During this period, you can expect gradual improvement. Pain tends to decrease noticeably within the first 1 to 2 weeks as initial swelling resolves. Icing, elevation, and over-the-counter pain relief help manage discomfort in the early days.

When Surgery Is Needed

Surgery becomes necessary when the bone fragment has pulled too far from its original position to heal on its own. For fifth metatarsal avulsion fractures, displacement greater than 2 millimeters is a common threshold for recommending surgical fixation. The fragment is reattached using small screws, pins, or other hardware to hold it in place while it heals.

Surgery is also more likely if the fracture involves a joint surface, if the fragment is large enough that leaving it displaced would compromise foot mechanics, or if a tendon or ligament needs to be repaired along with the bone. Recovery after surgery takes longer, but the overall healing trajectory follows a similar pattern: immobilization, gradual weight-bearing, then rehabilitation.

Rehabilitation and Getting Back to Activity

Once the bone has healed enough for you to start moving again, rehabilitation focuses on restoring range of motion, rebuilding strength, and retraining balance. Early exercises are gentle: stretching the calf and foot, rolling the ankle in circles, and flexing the toes. Holding each stretch for 15 to 30 seconds and repeating 2 to 4 times is a typical starting point.

Strengthening exercises progress from simple to functional.

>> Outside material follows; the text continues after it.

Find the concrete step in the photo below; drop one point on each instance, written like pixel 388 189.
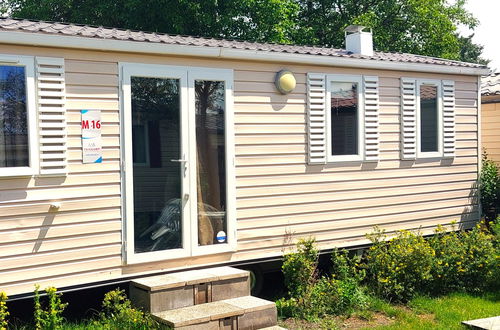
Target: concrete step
pixel 189 288
pixel 237 313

One common early exercise is marble pickups: sitting in a chair, using your toes to lift small objects like marbles or dice off the floor and place them into a cup, repeating 8 to 12 times. This rebuilds the small intrinsic muscles of the foot that lose conditioning during immobilization. Over time, you’ll progress to resistance band exercises, single-leg balance work, and eventually sport-specific movements like cutting and jumping.

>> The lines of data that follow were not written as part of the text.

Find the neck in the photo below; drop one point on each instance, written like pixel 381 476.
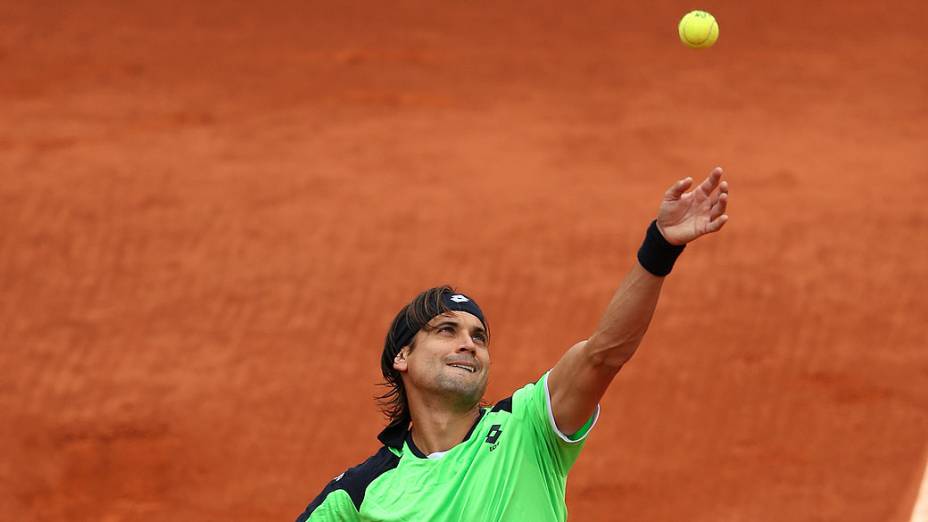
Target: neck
pixel 436 428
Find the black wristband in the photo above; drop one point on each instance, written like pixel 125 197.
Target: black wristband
pixel 656 255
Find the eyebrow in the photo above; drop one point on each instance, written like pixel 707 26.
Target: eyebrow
pixel 457 324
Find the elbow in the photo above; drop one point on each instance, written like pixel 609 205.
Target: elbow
pixel 611 354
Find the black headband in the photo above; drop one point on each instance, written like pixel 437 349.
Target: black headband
pixel 402 335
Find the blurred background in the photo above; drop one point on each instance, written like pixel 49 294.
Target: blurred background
pixel 210 211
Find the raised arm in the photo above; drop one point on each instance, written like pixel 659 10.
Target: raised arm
pixel 579 380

Full return to activity depends on the fracture location, severity, and whether surgery was involved. Simple avulsion fractures of the fifth metatarsal base often allow return to normal walking within 6 weeks and return to sport within 8 to 12 weeks. Larger or surgically repaired fractures may take 3 to 4 months before high-impact activity feels comfortable and safe.

Children and Growth Plate Concerns

Avulsion fractures are especially common in children and adolescents because their growth plates (the areas of developing cartilage near the ends of bones) are structurally weaker than the tendons and ligaments attached to them. In adults, a forceful twist might cause a ligament sprain. In a child, that same force is more likely to pull a piece of bone away from the growth plate instead.

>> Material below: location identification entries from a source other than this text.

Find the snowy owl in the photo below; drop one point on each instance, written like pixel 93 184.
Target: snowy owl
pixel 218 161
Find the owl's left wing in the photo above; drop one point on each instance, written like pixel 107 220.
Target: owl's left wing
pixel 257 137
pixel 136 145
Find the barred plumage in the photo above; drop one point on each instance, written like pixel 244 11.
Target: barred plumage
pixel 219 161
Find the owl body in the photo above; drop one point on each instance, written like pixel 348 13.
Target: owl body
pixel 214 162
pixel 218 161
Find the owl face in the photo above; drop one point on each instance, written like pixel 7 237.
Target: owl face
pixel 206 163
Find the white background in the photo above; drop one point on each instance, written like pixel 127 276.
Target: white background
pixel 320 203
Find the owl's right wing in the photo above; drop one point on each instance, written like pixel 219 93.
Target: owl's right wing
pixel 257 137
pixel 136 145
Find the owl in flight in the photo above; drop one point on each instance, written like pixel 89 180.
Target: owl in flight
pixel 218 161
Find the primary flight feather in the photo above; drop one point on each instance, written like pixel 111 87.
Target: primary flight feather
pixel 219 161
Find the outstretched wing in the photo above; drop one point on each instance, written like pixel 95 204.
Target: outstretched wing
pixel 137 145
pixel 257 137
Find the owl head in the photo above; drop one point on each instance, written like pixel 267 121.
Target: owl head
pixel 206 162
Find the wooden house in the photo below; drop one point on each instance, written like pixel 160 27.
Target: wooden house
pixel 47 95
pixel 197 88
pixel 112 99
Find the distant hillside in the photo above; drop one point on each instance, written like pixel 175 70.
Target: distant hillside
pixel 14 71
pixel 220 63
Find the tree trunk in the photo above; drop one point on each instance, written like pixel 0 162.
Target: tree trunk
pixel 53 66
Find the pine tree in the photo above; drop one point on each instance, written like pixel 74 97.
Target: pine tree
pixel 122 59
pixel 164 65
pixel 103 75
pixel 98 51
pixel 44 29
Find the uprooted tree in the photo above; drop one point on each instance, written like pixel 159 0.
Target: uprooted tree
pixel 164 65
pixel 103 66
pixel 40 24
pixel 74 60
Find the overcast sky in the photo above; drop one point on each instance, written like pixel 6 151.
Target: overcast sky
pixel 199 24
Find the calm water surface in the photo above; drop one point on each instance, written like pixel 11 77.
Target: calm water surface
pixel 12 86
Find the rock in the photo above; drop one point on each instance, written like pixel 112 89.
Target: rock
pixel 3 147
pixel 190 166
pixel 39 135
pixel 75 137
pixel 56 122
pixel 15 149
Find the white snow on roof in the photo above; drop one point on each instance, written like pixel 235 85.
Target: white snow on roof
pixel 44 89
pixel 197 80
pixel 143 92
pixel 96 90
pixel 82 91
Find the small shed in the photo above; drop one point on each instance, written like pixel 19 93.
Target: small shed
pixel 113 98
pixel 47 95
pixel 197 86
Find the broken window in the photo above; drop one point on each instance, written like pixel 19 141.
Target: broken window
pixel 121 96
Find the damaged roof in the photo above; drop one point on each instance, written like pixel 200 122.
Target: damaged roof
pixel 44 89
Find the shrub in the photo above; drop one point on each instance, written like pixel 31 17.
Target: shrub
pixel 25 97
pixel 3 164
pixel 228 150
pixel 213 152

The symptoms in children are the same: pain, swelling, bruising, and difficulty walking. A popping sound at the time of injury is common. The key concern is ensuring the growth plate isn’t significantly disrupted, since damage there could affect how the bone continues to grow. Most pediatric avulsion fractures heal well with immobilization, but they need proper imaging and follow-up to confirm the growth plate is tracking normally as it heals.